Asean’s diverse regulatory landscape presents a challenge in implementing the ISSB standards. Regulatory autonomy – where each Asean country has its own sustainability reporting requirements – means the decision to adopt the standards lies with each regulator. Regulators will then need to grapple with integrating these standards into existing frameworks.
Yet despite the short-term challenges, the implementation process can deliver long-term benefits for companies and users of their financial reports. These benefits include a better understanding of the company’s rights and obligations and its risks and opportunities, especially for those operating in an inherently vulnerable region such as Asean.
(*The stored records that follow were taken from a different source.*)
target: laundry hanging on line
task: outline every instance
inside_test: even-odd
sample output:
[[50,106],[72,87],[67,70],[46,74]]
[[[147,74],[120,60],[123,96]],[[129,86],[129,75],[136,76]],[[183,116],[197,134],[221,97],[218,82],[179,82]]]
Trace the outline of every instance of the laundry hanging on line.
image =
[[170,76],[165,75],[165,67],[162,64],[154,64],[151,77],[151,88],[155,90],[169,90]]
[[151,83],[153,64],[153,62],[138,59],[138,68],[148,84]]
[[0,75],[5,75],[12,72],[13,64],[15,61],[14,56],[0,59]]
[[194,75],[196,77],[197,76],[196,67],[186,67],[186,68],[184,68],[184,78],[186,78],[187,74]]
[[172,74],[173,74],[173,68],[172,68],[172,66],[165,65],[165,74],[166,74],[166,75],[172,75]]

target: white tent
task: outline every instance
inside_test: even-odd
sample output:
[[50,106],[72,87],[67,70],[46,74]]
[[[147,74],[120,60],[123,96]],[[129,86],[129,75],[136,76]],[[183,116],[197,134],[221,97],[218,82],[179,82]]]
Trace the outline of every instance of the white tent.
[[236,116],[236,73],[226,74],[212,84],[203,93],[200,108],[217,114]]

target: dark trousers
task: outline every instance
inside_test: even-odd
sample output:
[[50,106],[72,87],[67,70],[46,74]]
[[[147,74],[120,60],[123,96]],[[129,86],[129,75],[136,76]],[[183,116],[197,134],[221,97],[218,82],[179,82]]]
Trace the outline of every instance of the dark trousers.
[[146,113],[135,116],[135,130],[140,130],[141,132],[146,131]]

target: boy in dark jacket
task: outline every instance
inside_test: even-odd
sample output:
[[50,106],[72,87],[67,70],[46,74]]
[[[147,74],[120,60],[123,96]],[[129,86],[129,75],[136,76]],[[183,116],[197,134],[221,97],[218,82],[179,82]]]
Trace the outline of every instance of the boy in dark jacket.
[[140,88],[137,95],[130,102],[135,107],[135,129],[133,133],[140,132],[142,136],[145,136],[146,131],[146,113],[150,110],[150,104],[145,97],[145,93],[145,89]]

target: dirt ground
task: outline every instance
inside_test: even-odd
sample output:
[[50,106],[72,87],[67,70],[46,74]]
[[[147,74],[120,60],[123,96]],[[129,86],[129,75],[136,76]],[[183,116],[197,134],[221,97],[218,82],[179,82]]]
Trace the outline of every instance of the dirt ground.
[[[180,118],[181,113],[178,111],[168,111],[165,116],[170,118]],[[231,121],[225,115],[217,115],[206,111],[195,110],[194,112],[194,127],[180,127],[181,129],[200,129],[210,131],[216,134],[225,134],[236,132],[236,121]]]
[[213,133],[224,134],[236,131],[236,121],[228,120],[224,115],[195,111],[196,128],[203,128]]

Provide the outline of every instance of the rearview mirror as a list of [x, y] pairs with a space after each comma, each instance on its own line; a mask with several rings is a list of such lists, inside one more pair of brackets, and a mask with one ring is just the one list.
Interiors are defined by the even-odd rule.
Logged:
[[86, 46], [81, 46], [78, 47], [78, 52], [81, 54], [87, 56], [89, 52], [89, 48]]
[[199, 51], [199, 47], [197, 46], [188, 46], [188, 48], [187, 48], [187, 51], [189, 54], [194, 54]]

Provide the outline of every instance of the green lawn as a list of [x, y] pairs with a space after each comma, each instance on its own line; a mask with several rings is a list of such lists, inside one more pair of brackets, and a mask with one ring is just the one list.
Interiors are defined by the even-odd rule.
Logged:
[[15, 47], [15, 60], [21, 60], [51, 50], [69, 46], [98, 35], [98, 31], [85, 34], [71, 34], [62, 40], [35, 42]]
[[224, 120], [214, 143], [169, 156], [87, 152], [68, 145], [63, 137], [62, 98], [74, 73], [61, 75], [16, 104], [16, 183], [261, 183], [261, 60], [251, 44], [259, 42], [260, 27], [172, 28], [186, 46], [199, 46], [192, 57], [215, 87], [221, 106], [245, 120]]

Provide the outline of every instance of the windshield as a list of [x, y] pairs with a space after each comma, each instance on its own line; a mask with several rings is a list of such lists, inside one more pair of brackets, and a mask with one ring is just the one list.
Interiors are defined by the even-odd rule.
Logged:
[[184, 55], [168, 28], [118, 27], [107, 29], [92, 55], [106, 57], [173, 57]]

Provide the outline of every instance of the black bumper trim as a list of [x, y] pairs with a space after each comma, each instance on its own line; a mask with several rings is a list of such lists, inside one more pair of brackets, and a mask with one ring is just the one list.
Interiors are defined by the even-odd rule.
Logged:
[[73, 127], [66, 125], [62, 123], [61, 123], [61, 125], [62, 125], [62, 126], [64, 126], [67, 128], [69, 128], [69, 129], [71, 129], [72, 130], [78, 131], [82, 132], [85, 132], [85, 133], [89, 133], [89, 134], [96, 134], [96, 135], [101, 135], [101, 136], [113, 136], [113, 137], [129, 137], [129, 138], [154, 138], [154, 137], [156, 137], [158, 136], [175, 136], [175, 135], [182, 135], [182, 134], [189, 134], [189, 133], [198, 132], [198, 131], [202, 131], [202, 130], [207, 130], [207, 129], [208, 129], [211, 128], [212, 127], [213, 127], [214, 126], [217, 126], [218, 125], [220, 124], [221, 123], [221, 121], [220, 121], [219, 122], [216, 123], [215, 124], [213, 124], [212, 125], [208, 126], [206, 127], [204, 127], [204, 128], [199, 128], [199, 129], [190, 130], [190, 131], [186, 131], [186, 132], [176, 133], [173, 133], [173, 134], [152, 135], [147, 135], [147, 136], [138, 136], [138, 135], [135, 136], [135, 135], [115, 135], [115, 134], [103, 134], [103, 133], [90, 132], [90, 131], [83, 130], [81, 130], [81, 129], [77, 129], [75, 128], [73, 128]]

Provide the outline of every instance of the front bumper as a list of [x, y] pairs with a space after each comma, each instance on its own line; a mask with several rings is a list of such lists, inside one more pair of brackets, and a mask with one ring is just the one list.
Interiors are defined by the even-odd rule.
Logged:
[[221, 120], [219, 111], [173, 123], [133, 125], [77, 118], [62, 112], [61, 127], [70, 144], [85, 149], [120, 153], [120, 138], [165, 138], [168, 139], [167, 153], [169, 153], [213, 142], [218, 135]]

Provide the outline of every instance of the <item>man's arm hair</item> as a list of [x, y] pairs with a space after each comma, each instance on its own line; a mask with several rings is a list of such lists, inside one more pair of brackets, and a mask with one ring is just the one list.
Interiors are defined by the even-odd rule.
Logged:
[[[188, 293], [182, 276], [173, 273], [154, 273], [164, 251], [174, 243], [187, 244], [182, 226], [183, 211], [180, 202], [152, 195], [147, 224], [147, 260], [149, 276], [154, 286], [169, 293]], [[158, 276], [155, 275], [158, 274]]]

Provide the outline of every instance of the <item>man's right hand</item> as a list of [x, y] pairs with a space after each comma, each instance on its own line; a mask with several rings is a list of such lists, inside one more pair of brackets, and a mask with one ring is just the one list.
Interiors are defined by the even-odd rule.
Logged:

Ultimately, it is essential that regulators provide clear guidance on the requirements of ISSB’s standards, defining materiality and implementing a phased approach. Governments can also consider providing incentives to help companies build capability in sustainability-related financial reporting.
The adoption of ISSB’s standards represents a significant step forward in enhancing the transparency and comparability of sustainability reporting. However, some challenges must be addressed and overcome, with the commitment of the entire business ecosystem.
With the right strategies and support, businesses can enhance their sustainability practices, improve their sustainability-related financial disclosures, and contribute to a more sustainable future.
The writers are partners in climate change and sustainability services at Ernst & Young (EY). The views in this article are theirs and do not necessarily reflect the views of the global EY organisation or its member firms.